In Germany, and by extension across the whole EU, the battle for banana ‘concepts’ is at its fiercest since Lidl announced in 2018 that it was changing its 100 per cent Rainforest Alliance strategy to 100 per cent Fairtrade across Europe.
Meanwhile, Aldi has brought together its two companies (North and South) to buy bananas in a single annual contract for the more than 20 countries in which it has stores. The company made headlines in October 2018 when it became known that it was cutting “at least 50 euro cents” off the (already low) price it expected suppliers to accept for its 2019 contract.
The effects are currently being felt by workers in the plantations of supplier countries like Costa Rica, where even greater upward pressure on productivity and downward pressure on wages are becoming intolerable.
German minister of economic development and cooperation Gerd Mueller denounced the company’s behaviour, comparing Aldi’s move with Lidl’s shift in the opposite direction. As a fellow member of the World Banana Forum, Aldi is under pressure from the whole industry to review its purchasing practices ahead of new contract negotiations.

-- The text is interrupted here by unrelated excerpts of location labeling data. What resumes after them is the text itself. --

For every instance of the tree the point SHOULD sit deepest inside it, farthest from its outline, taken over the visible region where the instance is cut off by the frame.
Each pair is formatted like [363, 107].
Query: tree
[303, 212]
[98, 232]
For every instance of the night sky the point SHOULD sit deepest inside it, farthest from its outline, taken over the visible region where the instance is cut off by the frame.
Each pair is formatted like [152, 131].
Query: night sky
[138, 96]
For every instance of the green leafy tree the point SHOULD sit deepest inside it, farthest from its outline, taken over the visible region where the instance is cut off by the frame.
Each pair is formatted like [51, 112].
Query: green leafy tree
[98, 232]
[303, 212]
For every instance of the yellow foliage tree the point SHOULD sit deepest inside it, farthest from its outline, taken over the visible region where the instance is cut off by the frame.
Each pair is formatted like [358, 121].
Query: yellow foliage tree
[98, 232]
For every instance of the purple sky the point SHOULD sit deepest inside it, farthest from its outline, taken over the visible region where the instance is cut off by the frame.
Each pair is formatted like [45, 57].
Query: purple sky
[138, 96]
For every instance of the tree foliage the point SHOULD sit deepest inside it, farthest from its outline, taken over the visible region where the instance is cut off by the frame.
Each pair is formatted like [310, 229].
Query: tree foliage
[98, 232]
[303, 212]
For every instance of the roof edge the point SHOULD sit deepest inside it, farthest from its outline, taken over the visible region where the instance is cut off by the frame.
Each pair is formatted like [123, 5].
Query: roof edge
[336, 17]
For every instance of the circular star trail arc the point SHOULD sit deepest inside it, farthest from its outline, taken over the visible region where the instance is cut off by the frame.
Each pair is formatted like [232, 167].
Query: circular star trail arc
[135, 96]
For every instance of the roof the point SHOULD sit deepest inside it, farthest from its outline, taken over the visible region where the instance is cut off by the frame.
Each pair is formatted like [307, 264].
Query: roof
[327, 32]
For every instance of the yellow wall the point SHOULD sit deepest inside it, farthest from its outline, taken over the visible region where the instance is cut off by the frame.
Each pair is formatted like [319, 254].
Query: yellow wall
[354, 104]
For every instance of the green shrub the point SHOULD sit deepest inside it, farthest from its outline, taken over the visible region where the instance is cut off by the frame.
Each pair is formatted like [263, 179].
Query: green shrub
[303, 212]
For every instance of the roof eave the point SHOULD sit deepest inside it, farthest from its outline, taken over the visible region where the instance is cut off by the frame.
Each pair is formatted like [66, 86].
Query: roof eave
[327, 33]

Meanwhile in the UK, Europe’s second-biggest banana market, Asda’s attempt to buy Sainsbury’s looks unlikely to proceed. Between them, the two would have controlled one-third of the UK’s grocery market.
In order to keep pace with Asda, Sainsbury’s has been losing money on every box of loose bananas sold since 2012, selling Fairtrade-labelled fruit at well below the cost of purchase, a practice not allowed in most of Europe.
Aldi and Lidl have taken market share from the “big four”, their hard discount model now occupying fourth place behind Tesco, Sainsbury’s and Asda, ahead of Morrisons.
In France, consumer prices have remained much higher, leaving more room for manoeuvre when it comes to a fairer distribution of value along the chain.
Carrefour, with stores in 30 countries on five continents, is now rolling out a far more visionary strategy, with around one-third of its sales coming from organic and Fairtrade. It is leading a process of agro-ecological conversion with all its international suppliers.
By 2022, all the group’s banana suppliers will need to produce credible conversion plans, including radical agrochemical reduction, with technical support from the world’s leading tropical fruit research institution, Cirad.
By introducing bananas produced in ‘polyculture’ systems developed by small farmers in South America, retailers Carrefour and Morrisons are showing the way. ‘Polyculture’ means producing ecological bananas in combination with cocoa, citrus, other tropical fruits, tree crops and even livestock in some small farms.
Big tropical fruit companies like Chiquita and Compagnie Fruitière have started to explore the role they will play as global citizens in contributing to household food security in both cities and rural areas, alongside the tens of millions of smallholders who depend on bananas and plantains.
This more inclusive vision, beyond large-scale monoculture for the markets of richer countries, represents a real shift as debates about feeding mega-cities like Kinshasa, Lagos or Cairo gather pace.
Could it be that we are on the brink of real systemic change in this most emblematic of globalised industries? Could 2020 see a real “race to the top” emerging at last?